With the Android Pie update, Google is bringing a host of new features and improvements that aim to bump up the experience for eligible users across the world. It’s also more secure in the present and contains a fix to a security flaw that was present on older Android versions. However, this is a security flaw that needs to be catered to immediately as it leaves billions of devices at risk from hackers.
According to a report from NightWatch Cybersecurity, all Android version older than Android 9 Pie contains a security flaw, named CVE-2018-9489, which can be used by any third-party app to "uniquely identify and track any Android device" and also to "geolocate users". The flaw allows apps to ignore permissions and get access to information found in system broadcasts such as the Wi-Fi network name, MAC address, local IP addresses, BSSID and DNS server information.

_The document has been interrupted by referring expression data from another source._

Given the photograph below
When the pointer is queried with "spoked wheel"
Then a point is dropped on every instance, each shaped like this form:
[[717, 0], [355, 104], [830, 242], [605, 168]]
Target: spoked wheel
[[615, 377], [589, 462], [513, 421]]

Any app with an unrestricted access to these parameters can help someone with malicious intentions to locate a device remotely and steal data, without even letting the user know about it. Google was informed of the issue and it eventually got fixed with the latest version of Android 9 Pie.
However, the problem is that Android 9 Pie is presently running on a total of less than 0.01 per cent of smartphones across the world. Only the Google Pixel series and Essential’s PH-1 are running on Pie, thereby offering the security from this bug. However, billions of Android devices are still running on older versions of Android, with no plans of a majority of them being upgraded to the newer OS anytime soon. The report says that Google is in no mood to fix the issue for older Android versions, thereby leaving almost the entire Android universe vulnerable to a deadly flaw.